Ну а 9 июня один перс привязал к деревянному кресту свою жену, польскую рабыню, содрал с нее живой кожу, выбросил освежеванное тело на улицу, а кожу приколотил к стене, в назидание другим своим женам. На этом фоне Степан Тимофеевич – просто галантный джентльмен и дамский угодник.
Народ, повторяю, любит своего разбойника, любит и певцов разбоя.

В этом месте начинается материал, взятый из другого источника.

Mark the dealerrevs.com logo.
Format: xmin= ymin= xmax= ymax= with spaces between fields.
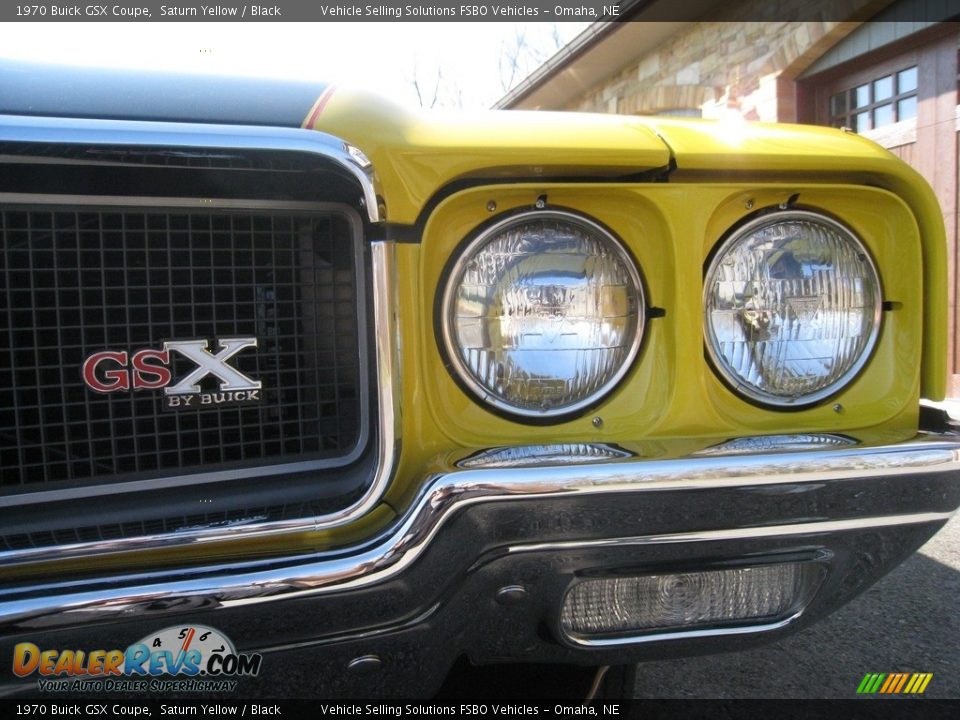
xmin=82 ymin=338 xmax=262 ymax=409
xmin=13 ymin=625 xmax=262 ymax=693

Эти кокетливые стишата (на мотивчик “…милей родного брата блоха ему была”) казалось бы, сочинены Серёнькой для салонного заигрывания: вот я какой, ваш рязанский Эдип, в васильках и лапоточках; разбою Есенин лично не предавался, несмотря на обещания “кого-нибудь зарезать под осенний свист”, “уйти бродягою и вором” и все эти ножики за голенищем, но народ любит его именно за ножики, так же как Высоцкого – за черный пистолет и придуманные этапы и отсидки.

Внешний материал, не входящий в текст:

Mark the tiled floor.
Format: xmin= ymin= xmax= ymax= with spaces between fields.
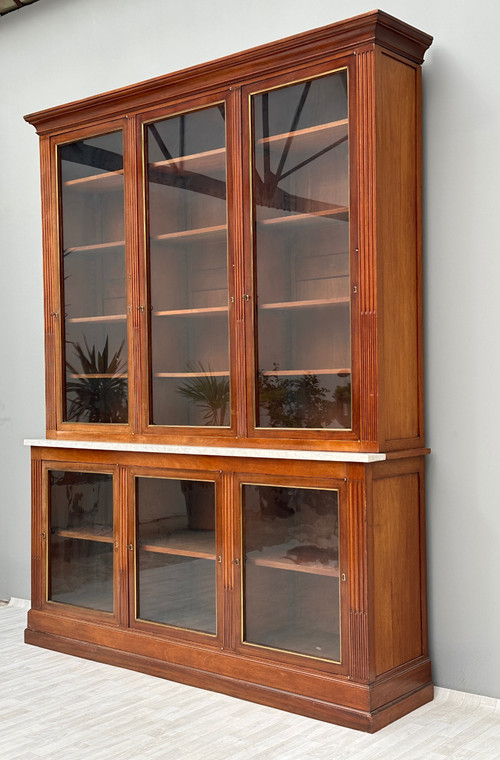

Но всё это оказалось бы крашеным картоном, если бы Сергей и Владимир не разыграли, каждый по-своему, основной разбойный миф: “в набежавшую волну”. В воровской поэтике ведь Мать важнее Жены; мать-старушка – это святое, ее нельзя обидеть, она там вдали вздыхает и ждет своего непутевого, и т. д.
(Интересно, что и Пушкин, как глубоко русский человек, отдал дань этой парадигме; роль матери досталась, ясное дело, няне. Прекрасная креолка Надежда Осиповна и в страшном сне бы не кряхтела, не горюнилась у окошка и не ходила на развилку дорог встречать своего сынка, водившего дружбу с разбойниками.)

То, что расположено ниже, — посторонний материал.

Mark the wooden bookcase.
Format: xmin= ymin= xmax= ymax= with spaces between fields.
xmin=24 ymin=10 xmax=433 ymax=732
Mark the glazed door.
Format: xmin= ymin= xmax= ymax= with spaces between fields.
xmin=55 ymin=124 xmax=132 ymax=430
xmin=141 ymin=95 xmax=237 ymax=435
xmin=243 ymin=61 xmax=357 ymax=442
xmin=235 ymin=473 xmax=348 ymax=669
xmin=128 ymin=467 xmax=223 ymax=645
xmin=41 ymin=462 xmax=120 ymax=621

Именно матери (Волге) приносит в жертву жену (персиянку) непридуманный беспредельщик Разин. По свидетельству Стрейса, Разин “не хотел носить титула, сказывая, что он не пришел властвовать, но со всеми вместе жить, как брат” – только не надо обманываться и прозревать тут какую-то демократию; лучше бы он честно хотел титула. Нет, тут действуют какие-то страшные, древние, примитивные, хтонические механизмы; тут неандертальцами пахнет.